A built-in, per-table insights view that finally tells you which data connectors went quiet and which ones are doing exactly what you onboarded them to do.
What it is
Table insights is a new panel on the Sentinel Tables page that gives you 30-day ingestion volume per tier, day-over-week fluctuations, the top 5 tables by volume, last-data-received per table, an estimated daily cost, and a volume anomaly indicator.
Who benefits: SOC engineers chasing silent data connectors, platform owners chasing cost spikes, FinOps teams chasing chargeback clarity — all from the same screen.
Why these matter
Every Sentinel customer I talk to has the same two recurring incidents.
"A third-party data connector stopped sending data three days ago and nobody noticed until a hunt came up empty."
Both incidents share a root cause: until now, table-level health lived in a workbook you had to remember to open, a Usage KQL you had to remember to write, or a SentinelHealth alert someone had to remember to configure. In a workspace with 500+ tables and a mix of Microsoft 1st-party data connectors, third-party data connectors, custom logs, and data-lake tables, that's a lot of remembering.
Table insights flips the model. It puts the answer on the same page where you already manage tiers and retention, so the next time you open the Tables page to right-size a Lake-tier table, the data connector that went silent at 3 a.m. is already staring at you.
Try it today
Open the Defender portal → Microsoft Sentinel → Configuration → Tables and expand the Table insights panel.
Figure 1: Table insights panelWhat's new on the Tables page
- Ingestion volume per tier - Analytics vs. Lake split for the last 30 days. The first time you see Lake tier exceeding Analytics, you'll know the data-lake migration is working.
- Table ingestion fluctuations - tables whose last-24h volume differs from the same day last week beyond a threshold (default 10% and 1 MB).
- Top 5 tables by daily ingestion volume - 30-day trend. The line that looks like a heart-rate monitor is the one your FinOps lead wants to talk about.
- Last data received column – time of recency per table.
- Volume anomaly column - signed percentage change versus baseline, right next to the table name.

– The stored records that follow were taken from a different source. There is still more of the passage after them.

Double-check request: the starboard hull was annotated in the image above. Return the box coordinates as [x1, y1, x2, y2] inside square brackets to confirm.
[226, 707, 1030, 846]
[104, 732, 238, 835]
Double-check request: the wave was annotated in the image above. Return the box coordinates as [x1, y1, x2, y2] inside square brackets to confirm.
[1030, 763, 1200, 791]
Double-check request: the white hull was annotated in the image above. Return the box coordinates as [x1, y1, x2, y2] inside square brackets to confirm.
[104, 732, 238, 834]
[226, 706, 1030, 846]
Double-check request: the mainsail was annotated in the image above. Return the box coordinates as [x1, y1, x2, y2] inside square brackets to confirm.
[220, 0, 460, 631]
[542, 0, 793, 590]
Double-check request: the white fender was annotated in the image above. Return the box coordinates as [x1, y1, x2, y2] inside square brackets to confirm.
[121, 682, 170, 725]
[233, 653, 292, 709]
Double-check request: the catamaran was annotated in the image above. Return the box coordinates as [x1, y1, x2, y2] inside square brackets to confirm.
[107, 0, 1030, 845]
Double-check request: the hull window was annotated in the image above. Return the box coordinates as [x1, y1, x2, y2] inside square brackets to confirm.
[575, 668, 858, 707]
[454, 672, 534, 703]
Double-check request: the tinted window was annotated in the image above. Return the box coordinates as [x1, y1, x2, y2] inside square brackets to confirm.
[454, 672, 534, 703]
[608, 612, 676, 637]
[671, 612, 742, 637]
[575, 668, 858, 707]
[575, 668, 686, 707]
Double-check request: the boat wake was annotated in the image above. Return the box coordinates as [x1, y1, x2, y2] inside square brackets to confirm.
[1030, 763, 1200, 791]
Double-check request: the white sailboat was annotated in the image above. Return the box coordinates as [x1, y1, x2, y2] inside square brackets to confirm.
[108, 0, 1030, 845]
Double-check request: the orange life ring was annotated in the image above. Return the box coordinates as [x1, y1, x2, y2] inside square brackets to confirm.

- Data sources – Click on table details to open side panels for data sources.
Who wins, and how
|
Persona |
Pain today |
Win with Table insights |
|
SOC engineer |
Detections silently degrade when a third-party data connector stops sending- you only notice when an incident is missed. |
Spot the drop in "Last data received" or a -100% fluctuation before the next shift report. |
|
Data Connector onboarding lead |
"Did the new data connector light up?" takes a KQL query and a workbook hunt. |
One glance at the Tables page confirms the destination table, tier, and last-received timestamp. |
How I'd actually use it
- Baseline- Open the Tables page, filter by Tier = Analytics, sort by Avg. daily ingestion descending.
- Triage silent data connectors- Sort by Last data received ascending.
- Tier review- For every table above a few GB/day with low SOC query usage, evaluate moving it to Auxiliary or Lake tier. The Est. daily ingestion cost column makes the business case for you.
- Wire up alerts- Convert the fluctuations card into a scheduled analytics rule on SentinelHealth, so the next "-100%" row pages someone instead of waiting for the morning standup.
- Share the screenshot- Drop the ingestion volume per tier card into your monthly business review.
Honest caveats
- Fluctuations only compare the last 24h to the same day last week.
- Cost numbers are estimates They're great for relative comparisons, not invoice forecasting.
- Volume anomaly is most accurate on Analytics-tier tables today. Lake/Auxiliary anomalies will be catchup in features soon.
- The grid shows the table; for third-party data connectors you'll still cross-reference the Tables-to-connectors mapping page to find the upstream data connector.
- Table insights is a visualization. If you want to be paged, build the SentinelHealth analytics rule.